The analysis of the structures, finds and samples taken during the excavation has revealed new information about the iron-making processes, particularly the refining of cast iron into wrought iron. As no modern analytical work had previously been undertaken on the residues from the refining process, the first aim was to establish which of the residues were indeed from the refining process. The key discovery was one slag flow that had accidentally descended into one of the drains, but which must have originated from the adjacent furnace. The drains also contained an enormous quantity of micro-spheroids (tiny balls of slag up to 7mm in diameter). Analysis of these materials confirmed that they were indeed from the refining process. An important specialist analysis report has been prepared on the metallurgical residues by GeoArch
Contemporary accounts suggested that the oxidation of silicon from the grey cast iron was the primary purpose of refining (silicon acts to promote the formation of graphite in cast iron rather than iron carbides, so removal of silicon, together with quenching, aids the formation of a white cast iron rather than grey). The new investigations suggest that the oxidation of phosphorus might have been more important – and excess phosphorus would produce the symptoms described in the failed puddling experiments of the 1780s. Below one of the walls of the refinery building, a small group of fragments of cast iron was recovered, at least one is white cast iron and may be a rare surviving fragment of 'finers metal'.

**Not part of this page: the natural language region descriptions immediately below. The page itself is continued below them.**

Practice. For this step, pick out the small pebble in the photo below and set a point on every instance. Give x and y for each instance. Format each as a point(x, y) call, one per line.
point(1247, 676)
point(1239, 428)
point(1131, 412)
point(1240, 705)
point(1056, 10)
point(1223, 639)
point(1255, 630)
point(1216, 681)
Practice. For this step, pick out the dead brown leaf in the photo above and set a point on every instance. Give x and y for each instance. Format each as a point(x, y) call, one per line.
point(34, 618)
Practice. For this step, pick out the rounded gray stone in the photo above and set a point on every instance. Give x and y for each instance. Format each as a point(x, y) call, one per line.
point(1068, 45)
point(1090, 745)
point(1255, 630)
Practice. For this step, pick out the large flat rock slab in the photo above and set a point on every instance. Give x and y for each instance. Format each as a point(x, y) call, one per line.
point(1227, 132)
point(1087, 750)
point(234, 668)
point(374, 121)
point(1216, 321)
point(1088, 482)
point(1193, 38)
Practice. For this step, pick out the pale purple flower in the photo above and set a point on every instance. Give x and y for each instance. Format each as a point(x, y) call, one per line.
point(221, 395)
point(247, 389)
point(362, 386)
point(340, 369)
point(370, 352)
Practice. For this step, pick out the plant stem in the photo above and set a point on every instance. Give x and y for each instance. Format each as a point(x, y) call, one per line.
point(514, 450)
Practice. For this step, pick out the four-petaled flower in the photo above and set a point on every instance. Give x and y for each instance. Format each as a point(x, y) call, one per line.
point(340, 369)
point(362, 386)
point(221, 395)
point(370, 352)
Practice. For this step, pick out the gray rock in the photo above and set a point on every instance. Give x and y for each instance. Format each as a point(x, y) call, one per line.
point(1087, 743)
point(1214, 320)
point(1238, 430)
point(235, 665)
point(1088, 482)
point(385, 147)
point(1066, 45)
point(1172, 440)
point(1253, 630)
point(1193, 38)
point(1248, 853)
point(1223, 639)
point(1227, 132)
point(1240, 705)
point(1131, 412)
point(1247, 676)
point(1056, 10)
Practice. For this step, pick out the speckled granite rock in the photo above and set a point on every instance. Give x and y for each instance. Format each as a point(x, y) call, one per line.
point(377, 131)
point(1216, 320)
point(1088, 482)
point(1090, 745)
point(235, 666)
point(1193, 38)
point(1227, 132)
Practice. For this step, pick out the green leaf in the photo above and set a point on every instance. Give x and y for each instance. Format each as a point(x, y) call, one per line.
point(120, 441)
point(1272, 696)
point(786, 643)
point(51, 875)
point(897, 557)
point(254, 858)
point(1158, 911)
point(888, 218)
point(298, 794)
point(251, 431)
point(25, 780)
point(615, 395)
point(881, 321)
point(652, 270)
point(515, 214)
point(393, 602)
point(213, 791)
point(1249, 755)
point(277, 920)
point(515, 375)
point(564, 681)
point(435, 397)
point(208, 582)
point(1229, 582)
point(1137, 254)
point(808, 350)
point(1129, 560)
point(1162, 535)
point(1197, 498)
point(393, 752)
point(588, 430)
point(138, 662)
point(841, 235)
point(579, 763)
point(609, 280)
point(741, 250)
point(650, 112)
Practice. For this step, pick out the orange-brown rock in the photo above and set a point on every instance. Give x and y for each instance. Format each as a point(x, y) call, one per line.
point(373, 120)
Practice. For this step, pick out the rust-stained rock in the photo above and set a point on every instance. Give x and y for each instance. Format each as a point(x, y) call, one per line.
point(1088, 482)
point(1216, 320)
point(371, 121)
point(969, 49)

The discoveries made during the excavation together with modern analytical techniques are for the first time allowing better understanding of the critical chemical processes of the Welsh process for the conversion of cast iron to wrought iron. The exact nature of the chemical changes would have been unknown to the ironmasters of the eighteenth and early nineteenth centuries. Today, this knowledge allows us to better understand the processes behind the high quality iron that Merthyr Tydfil exported to the world. The refinery at Ynysfach is the first refinery employing the Welsh process to have been excavated and interpreted archaeologically.